DEPREM KENDİNİ HİÇ UNUTTURMUYOR ZATEN..
6 Şubat 2023 tarihindeki son büyük depremde yaşamını yitiren on binlerce vatandaşımızı saygı ve özlemle anarken, yapılan yanlışları ve hiç de başarılı olmayan deprem sonrası organizasyonu yeniden gündeme almak ve tartışmak zorundayız.
Bu arada bir başka gerçeği de hatırlamalıyız apansız...2 Yıl önce yaşanan büyük Kahramanmaraş depremlerinin ışığı altında; bugüne dair ayrıntıları da gözden geçirmeliyiz ki; yeni çaresizlik hikayeleri yaşanmasın bu ülkede...
Şimdi...Çok iyi analiz edilmesi gereken bir Bursa sorusu size...Bursa; büyük bir depreme hazır mı ?....

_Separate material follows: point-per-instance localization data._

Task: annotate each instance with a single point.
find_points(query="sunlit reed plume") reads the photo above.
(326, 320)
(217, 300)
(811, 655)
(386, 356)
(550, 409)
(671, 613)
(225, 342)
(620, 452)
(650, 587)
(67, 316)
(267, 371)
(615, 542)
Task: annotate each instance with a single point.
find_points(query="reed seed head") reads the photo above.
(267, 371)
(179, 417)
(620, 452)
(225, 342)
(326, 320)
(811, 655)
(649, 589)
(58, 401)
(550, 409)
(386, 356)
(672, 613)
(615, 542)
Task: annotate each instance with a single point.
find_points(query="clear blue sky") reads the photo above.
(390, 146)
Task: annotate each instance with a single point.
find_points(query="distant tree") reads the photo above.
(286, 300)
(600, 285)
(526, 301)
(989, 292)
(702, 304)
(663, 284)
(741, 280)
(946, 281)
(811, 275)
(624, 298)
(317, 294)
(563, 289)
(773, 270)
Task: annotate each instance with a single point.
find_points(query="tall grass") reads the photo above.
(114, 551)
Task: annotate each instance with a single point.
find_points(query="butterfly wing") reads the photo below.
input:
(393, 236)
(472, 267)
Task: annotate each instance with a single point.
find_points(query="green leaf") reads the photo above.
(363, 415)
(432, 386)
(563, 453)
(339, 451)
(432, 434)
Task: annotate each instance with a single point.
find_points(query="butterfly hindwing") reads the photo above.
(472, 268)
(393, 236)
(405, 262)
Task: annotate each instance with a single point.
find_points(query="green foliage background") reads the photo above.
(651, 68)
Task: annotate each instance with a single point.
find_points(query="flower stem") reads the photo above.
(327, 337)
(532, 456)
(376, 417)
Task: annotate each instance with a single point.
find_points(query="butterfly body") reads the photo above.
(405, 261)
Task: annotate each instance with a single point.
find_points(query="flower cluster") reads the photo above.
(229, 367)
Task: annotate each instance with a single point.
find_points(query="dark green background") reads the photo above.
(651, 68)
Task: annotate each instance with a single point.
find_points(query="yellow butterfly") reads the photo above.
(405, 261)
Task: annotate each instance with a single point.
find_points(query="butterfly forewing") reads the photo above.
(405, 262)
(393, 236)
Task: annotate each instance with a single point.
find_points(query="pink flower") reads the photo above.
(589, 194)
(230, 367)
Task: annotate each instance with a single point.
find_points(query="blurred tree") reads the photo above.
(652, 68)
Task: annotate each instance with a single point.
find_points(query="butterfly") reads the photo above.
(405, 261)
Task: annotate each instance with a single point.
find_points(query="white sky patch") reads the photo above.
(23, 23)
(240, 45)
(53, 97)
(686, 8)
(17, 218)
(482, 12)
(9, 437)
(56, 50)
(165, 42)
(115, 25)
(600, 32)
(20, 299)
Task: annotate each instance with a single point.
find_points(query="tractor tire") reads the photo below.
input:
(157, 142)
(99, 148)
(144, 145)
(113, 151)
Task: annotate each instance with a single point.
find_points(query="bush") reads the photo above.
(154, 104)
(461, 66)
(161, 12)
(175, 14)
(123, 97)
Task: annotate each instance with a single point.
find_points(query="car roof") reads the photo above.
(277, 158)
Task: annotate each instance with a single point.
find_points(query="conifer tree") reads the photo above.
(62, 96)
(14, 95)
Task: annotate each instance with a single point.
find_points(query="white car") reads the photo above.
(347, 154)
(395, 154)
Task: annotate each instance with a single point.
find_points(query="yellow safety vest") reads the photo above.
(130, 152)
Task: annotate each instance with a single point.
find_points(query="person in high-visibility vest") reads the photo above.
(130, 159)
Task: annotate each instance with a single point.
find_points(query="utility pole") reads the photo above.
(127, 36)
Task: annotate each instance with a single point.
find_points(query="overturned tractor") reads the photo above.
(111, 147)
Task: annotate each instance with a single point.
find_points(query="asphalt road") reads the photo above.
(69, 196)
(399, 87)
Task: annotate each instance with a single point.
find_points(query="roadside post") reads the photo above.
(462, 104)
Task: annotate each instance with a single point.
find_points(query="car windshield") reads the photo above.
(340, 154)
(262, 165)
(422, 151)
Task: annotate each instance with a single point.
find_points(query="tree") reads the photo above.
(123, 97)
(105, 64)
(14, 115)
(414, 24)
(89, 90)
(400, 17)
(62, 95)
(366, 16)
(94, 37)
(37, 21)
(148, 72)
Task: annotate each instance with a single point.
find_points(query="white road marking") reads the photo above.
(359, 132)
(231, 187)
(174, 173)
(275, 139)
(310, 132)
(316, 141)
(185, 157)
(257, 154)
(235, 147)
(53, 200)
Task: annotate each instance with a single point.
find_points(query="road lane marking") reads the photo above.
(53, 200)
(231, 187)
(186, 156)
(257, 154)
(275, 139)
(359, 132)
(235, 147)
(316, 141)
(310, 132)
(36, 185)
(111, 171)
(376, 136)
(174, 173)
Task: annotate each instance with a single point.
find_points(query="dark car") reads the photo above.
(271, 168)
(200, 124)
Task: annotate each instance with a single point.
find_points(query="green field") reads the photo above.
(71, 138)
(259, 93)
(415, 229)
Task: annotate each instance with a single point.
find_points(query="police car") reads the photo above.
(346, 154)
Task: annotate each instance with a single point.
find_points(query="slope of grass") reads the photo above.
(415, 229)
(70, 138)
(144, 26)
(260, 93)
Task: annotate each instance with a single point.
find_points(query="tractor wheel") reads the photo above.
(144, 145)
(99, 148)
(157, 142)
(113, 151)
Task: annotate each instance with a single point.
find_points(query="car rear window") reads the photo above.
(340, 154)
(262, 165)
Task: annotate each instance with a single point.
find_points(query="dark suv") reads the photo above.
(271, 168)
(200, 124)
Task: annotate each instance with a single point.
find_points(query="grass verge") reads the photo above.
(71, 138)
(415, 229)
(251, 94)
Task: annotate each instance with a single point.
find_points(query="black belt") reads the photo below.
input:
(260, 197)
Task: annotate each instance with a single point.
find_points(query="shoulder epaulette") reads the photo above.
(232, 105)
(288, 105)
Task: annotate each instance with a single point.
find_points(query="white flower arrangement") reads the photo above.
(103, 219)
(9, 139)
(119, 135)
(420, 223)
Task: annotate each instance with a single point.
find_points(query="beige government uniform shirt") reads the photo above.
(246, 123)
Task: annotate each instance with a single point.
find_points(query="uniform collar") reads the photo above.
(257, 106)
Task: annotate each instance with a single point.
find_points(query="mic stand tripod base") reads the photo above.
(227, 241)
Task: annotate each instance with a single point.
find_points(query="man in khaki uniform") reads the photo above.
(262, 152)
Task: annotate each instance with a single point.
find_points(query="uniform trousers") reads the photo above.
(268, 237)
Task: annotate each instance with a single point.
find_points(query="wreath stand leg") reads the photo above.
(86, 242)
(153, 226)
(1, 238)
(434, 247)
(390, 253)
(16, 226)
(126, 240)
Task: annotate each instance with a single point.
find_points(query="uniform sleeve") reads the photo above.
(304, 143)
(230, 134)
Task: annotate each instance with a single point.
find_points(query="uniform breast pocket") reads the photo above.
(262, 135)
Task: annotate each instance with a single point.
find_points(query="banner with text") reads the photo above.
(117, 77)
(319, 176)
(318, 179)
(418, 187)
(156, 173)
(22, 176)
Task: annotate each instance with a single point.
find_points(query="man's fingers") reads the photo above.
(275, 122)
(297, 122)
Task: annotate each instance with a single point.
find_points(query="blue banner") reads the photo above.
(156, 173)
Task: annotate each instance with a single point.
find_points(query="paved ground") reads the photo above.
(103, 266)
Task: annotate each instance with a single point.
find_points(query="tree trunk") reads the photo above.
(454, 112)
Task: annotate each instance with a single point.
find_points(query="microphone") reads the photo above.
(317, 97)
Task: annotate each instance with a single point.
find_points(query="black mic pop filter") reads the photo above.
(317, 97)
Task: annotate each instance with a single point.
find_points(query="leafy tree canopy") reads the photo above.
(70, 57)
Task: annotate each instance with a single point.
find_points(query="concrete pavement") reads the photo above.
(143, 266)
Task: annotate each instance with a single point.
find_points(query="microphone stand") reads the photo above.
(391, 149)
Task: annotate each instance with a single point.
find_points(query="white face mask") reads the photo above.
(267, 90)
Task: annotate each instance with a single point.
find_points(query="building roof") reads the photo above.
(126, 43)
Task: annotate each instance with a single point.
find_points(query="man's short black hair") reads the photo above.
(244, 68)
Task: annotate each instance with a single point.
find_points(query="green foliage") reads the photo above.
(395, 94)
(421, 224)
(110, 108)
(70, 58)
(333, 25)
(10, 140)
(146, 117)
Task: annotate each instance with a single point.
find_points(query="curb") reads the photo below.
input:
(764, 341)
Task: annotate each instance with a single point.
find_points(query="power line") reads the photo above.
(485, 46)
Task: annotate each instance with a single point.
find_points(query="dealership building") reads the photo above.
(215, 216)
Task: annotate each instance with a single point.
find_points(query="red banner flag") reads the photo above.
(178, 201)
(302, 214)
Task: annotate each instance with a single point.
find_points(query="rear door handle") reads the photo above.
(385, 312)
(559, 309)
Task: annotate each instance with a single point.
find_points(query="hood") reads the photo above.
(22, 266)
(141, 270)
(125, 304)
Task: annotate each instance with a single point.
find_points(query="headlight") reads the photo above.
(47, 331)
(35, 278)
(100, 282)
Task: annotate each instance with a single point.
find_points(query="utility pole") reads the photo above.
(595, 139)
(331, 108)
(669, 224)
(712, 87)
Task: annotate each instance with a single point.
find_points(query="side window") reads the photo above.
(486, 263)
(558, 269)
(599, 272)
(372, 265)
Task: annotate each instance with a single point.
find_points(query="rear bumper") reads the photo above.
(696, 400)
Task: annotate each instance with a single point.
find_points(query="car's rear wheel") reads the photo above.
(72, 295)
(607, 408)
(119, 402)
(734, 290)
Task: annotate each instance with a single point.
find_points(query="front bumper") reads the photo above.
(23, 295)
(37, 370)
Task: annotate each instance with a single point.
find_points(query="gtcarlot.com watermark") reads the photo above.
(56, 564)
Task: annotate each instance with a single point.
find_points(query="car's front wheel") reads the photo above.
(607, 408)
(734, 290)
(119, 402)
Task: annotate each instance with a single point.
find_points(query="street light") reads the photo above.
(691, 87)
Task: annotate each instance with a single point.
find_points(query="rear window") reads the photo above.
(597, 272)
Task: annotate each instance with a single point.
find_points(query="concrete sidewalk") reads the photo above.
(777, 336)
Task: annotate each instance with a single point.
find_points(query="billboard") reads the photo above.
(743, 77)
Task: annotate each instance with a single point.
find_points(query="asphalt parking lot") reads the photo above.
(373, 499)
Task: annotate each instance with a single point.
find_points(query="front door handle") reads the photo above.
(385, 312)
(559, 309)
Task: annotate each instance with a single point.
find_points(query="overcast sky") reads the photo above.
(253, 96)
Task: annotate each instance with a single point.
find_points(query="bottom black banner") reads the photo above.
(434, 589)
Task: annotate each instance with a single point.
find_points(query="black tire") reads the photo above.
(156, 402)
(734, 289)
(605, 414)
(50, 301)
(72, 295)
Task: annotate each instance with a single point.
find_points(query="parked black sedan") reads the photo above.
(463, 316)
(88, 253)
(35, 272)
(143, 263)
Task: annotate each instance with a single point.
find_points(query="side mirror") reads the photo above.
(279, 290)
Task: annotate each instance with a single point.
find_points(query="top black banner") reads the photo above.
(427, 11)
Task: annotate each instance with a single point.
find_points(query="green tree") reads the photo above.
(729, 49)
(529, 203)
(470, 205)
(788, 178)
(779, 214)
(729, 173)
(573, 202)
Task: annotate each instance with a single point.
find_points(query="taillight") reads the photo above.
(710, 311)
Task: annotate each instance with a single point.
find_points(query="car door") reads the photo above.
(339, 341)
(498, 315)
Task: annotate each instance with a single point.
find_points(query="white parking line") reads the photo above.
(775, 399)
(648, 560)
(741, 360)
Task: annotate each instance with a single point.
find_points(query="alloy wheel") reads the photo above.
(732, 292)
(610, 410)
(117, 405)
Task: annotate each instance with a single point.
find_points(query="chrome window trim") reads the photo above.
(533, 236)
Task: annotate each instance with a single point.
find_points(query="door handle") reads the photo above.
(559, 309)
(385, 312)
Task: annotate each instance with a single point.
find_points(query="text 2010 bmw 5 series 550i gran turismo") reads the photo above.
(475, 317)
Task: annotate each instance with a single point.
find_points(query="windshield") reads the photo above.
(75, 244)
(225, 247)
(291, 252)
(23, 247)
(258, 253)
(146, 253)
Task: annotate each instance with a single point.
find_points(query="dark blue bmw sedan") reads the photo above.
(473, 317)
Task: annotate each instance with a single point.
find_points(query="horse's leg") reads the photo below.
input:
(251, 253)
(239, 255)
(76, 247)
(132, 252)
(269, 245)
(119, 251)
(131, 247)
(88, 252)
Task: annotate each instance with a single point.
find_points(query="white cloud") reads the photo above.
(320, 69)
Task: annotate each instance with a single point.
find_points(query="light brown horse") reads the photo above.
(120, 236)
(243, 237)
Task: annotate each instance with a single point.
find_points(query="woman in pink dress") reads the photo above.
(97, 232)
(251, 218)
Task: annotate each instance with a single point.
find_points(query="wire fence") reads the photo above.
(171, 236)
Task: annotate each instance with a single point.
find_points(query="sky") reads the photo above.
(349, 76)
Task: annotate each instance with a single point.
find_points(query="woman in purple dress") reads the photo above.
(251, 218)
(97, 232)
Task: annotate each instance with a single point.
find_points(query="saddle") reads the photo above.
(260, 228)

Birinci derece deprem bölgesinde yer alan Bursa'yı bekleyen büyük tehlike, yavaş-yavaş kendini belli etmeye başladı. Deprem araştırmacıları ve jeoloji uzmanları "1855 Yılında Bursa'da meydana gelen büyük ve yıkıcı deprem, kentte taş üstüne taş bırakmamış. Son büyük depremden bu yana 170 yıl geçmiş.150 Yıllık kritik eşik aşılmış. Bursa'da yapılaşma da çok kötü durumda...Bursa'nın 1/100 binlik planlamalarında jeolojik tanımlama yok" dediler. Görülüyor ki; Bursa'da risk büyük, ama önlemler yetersiz...Olası bir deprem afeti için, geçmişten hiç ders almamışız.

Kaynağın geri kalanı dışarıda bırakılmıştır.